Adam and Eve really did have it easy. They were so comfortable in their human skin. More to the point, they were comfortable in their human skin which had a spiritual soul. This did not seem odd or cause them any kind of dilemma, stress, or confusion. They were created to be perfectly at ease living, as it were, with each leg in a different world, material and spiritual, temporal and eternal.
It’s not so easy for us. Since Adam and Eve lost that natural ease of combining two different realms of existence in one human being, life for us humans has become decidedly more complex.
This difficulty we struggle with struck me anew as I was reading Christopher Dawson’s book, The Dividing of Christendom. It’s an account of what happened in Europe leading up to, including, and after the Reformation. What struck me most forcefully were not the Reformation itself and all its consequences. What struck me was the struggle the Catholic Church had with the world.
St. John has some critical things to say about the world:
Do not love the world or the things in the world. If anyone loves the world, love of the Father is not in him. For all that is in the world, the lust of the flesh and the lust of the eyes and the pride of life, is not of the Father but is of the world (1 Jn 2:15-16).
Reading the history of the Church in the latter Middle Ages, it is difficult not to notice that many people in the Church, from popes to peasants, were ensnared by these three sins St. John lists. And, yes, who of us does not struggle with these temptations even today? It is said that we should be in the world but not of it. That’s easier said than done, don’t you find?

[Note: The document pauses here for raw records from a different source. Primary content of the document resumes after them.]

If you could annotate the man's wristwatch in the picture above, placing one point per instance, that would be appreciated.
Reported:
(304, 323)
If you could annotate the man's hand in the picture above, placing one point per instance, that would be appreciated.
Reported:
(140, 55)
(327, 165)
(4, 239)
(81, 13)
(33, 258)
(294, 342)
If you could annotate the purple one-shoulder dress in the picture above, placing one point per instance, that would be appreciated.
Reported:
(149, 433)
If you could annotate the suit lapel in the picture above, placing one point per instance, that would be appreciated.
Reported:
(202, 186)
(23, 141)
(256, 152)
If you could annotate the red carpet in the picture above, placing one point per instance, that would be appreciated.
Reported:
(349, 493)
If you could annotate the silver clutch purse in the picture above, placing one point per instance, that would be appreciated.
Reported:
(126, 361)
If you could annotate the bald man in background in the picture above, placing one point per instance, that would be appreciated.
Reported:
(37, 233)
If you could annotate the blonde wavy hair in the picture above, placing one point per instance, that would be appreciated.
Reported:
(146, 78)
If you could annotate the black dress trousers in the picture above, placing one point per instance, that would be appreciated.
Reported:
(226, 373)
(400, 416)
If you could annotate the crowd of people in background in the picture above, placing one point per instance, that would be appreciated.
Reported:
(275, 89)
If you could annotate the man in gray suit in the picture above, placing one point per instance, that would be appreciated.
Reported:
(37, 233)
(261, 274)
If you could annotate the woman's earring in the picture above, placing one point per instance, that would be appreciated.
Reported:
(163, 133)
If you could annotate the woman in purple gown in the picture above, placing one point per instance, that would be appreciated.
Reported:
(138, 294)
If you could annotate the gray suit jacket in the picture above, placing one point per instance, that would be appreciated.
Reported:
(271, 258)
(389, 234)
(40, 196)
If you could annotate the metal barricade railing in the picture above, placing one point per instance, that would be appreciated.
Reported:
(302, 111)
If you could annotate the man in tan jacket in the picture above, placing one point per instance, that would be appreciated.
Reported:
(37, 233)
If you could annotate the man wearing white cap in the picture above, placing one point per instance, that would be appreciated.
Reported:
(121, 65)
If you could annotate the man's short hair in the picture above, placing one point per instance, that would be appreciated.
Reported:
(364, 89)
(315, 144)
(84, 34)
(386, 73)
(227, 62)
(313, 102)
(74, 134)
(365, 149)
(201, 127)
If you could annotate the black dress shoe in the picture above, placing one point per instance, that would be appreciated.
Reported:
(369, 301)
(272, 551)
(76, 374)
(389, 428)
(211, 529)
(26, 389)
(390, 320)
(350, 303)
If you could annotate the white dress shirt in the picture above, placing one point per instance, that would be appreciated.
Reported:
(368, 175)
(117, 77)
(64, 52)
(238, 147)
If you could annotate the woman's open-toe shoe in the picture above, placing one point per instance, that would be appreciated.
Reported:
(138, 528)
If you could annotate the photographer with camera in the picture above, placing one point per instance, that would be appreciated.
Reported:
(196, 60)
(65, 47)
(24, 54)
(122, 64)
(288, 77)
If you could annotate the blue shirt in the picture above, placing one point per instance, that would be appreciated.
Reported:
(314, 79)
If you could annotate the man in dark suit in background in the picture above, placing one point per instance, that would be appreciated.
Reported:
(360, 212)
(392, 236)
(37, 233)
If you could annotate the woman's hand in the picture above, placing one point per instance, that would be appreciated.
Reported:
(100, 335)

The trouble is we are made of the same stuff as the world is made. We are material beings as well as spiritual beings and we rely on material things for our very existence. We have to go out into that world to make a living. The temptation is to go to either extreme, to buy into the material world for all we are worth, or to see everything material in the world as evil.
Clearly, St. John did not mean that the material world was evil, for God created the world and declared it was good. Anything God creates must be good. So the key word must be “love.” “Do not love the world or the things in the world.” This doesn’t mean we can’t take pleasure in the things of this world, because God created us to be able to experience pleasure in His creation, nor does it mean we can’t desire them, because this too is natural to us as God created us.
What it does mean is that we can’t desire material things or pleasure more than we desire God, we can’t have an inordinate (out of the proper order) desire for things or pleasure. God calls us to be detached from the material world, to be willing to give up anything for Him. But this is a delicate dance for most human beings. We are dependent upon the material world, and yet we are not to be attached to it. That is difficult. For one thing, we are “attached” by the very fact that we are material. As a silly example, I am literally attached to the earth by gravity. I am also attached to food in order to live. The key is that our hearts are not to be attached.
This brings us back to the word “love.” We usually think of love as a thing of the heart, and so it is in this case. If we “love the things of this world,” we have given our hearts to them, and our hearts should be given ultimately to God, not purely material creations or pleasures.
Going back to Dawson’s book, it struck me that just as I struggle between living a material existence and a spiritual existence, so does the Church, not just in the Middle Ages but in all ages. She too must live in the world without being of the world. Of course, the Mystical Body of Christ is spiritual, but the Body of Christ is also material. We see it at every Mass. We also see it in the Church, that organization made up of people. We can make either of two mistakes by either over focusing on the spiritual side of the Church, as if that was all there was to “Church,” or by focusing too much on the material side.
One of the beauties of the Catholic Church is that she does embrace God’s material creation as something good. She uses art, music, and architecture, not as if they were necessary evils, but in their full, material beauty and goodness. She also uses the material world in her sacraments, rituals, and liturgy. She combines the two worlds of material creation and spirit, but it is a delicate dance for her too.
This dance became quite a great struggle during the Middle Ages, as Christopher Dawson points out. The Church’s partner, either the state or some ruling prince, was often a very aggressive partner, wanting to control the whole dance. For her part, sometimes the Church was too willing a partner or tried to control the whole dance herself.
The Church has learned from that experience, but the dance must still go on. The dangers are still there, both from nations where the Church is still seen as something to be controlled, and on the part of Church faithful where there is an over emphasis on the material side of her nature.
The size of a congregation or the size of the actual church does not indicate how holy it is. The world measures success, God measures holiness. The human desire to better things can become troublesome. We want better evangelization, better choirs, better administration of parishes and dioceses, better homilies, better social services, better churches and grounds, better schools. But what is better? Does it mean holier? The Church, after all, is meant to be the means of our holiness.
While holiness might not require material resources, evangelization and the life of the Church do. The Church too lives with a leg in both worlds. What a mystery. Why did God design it like this? I don’t know, but I think it is beautiful that God has made His Church to resemble our condition so closely. And it only makes sense, because the Church is the Body of His Son, and he asked His Son to share our predicament — the predicament that was not God’s creation, but was brought about through sin. And the Son did, because He loves us odd beings.